Sometimes, I hate my garden. When the deer eat the baby cucumbers, when something digs up my whole crop of elephant garlic and spreads the cloves willy-nilly along the path, when it’s too hot, too wet, too cold, too dry, too buggy.
Other days–admittedly fewer in number–I love my garden. Today, the temperature is just right, there are no bugs yet, and in cleaning up for soil preparation, I dug up a dozen sweet potatoes I’d forgotten I’d planted. I might have remembered–if the deer hadn’t eaten all the leaves to tell me they were there. So, sweet potatoes for dinner tonight!
The onions are doing well, the garlic is still buried, the turnips are slowly coming along, the broccoli heads are small, and the cabbage…is cabbagey. By the time the weather gets warm enough to plant the spring seedlings that currently live in the sunshine on my dining room table, the others will need to come out to make room.

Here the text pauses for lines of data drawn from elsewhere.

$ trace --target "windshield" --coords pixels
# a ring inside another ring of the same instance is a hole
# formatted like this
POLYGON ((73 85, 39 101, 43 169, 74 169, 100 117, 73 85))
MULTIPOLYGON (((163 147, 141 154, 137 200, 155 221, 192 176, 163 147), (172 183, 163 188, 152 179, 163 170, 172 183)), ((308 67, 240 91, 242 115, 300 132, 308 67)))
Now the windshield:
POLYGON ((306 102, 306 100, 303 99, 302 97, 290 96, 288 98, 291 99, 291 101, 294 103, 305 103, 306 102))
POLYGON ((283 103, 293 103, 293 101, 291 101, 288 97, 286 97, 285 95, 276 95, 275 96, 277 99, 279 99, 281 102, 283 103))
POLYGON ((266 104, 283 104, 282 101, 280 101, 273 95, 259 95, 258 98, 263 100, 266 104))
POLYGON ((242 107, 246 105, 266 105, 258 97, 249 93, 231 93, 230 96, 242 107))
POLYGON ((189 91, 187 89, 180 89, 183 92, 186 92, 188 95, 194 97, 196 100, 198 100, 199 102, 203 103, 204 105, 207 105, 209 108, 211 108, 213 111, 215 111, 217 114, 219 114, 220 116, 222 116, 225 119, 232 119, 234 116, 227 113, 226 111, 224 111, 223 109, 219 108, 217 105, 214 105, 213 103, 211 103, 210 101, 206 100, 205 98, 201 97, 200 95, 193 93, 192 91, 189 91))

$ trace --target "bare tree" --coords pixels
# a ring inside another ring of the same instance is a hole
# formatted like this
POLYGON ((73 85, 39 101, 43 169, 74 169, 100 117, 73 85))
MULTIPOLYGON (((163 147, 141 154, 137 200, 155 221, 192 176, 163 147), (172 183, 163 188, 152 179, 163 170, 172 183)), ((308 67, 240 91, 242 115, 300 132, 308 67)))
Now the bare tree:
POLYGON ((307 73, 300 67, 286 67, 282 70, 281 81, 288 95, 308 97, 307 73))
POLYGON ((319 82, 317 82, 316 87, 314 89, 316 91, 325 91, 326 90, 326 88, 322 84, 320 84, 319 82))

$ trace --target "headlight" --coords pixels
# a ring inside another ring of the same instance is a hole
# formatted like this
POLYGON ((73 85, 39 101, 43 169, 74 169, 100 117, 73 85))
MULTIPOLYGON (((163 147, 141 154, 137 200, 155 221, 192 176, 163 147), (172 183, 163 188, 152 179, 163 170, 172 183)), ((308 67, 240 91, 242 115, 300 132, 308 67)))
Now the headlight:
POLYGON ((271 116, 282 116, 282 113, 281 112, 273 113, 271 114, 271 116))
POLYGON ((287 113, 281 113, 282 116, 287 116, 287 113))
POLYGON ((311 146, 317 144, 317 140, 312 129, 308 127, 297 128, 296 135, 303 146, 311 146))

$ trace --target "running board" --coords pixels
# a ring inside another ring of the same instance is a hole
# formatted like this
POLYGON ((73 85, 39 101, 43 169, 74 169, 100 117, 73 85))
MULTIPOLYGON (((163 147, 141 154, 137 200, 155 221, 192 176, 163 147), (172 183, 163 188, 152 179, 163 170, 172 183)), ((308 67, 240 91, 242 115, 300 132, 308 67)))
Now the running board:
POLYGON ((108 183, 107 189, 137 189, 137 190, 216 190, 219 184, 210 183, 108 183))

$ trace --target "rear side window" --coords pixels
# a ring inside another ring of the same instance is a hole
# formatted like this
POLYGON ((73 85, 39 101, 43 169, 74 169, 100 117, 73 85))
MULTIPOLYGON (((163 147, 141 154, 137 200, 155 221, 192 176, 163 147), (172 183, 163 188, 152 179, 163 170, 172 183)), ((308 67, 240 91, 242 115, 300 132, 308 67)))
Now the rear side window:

I’m trying flowers this year too–so into the ground today went freesias, gladiolas, lilies, and a single amaryllis. All pinks and reds.
Seedlings are spinach, sweet peas, morning glories, tomatoes, cucumbers, sunflowers, peppers, zucchini, and … something else I don’t remember. Last year, the squirrels got all my tomatoes and melons–I suspect because I put the birdfeeder above the deck and the seeds attracted the squirrels. The deer got the blueberries and the climbing hydrangea, but I’m hopeful they made it through the winter, and soon I’ll start spraying Deer Off on them again. I’ve also got Concord and muscadine grapes, if they made it through the winter.
Gardening is an iffy thing for a lazy and haphazard gardener like me. I’ve stopped taking it personally when something doesn’t grow, figuring it just wasn’t meant to grow in this sandy coastal soil. When something does grow, and grow well, I think I’ll just plant more of it. That might lead to a garden full of sweet potatoes…and I can think of worse things!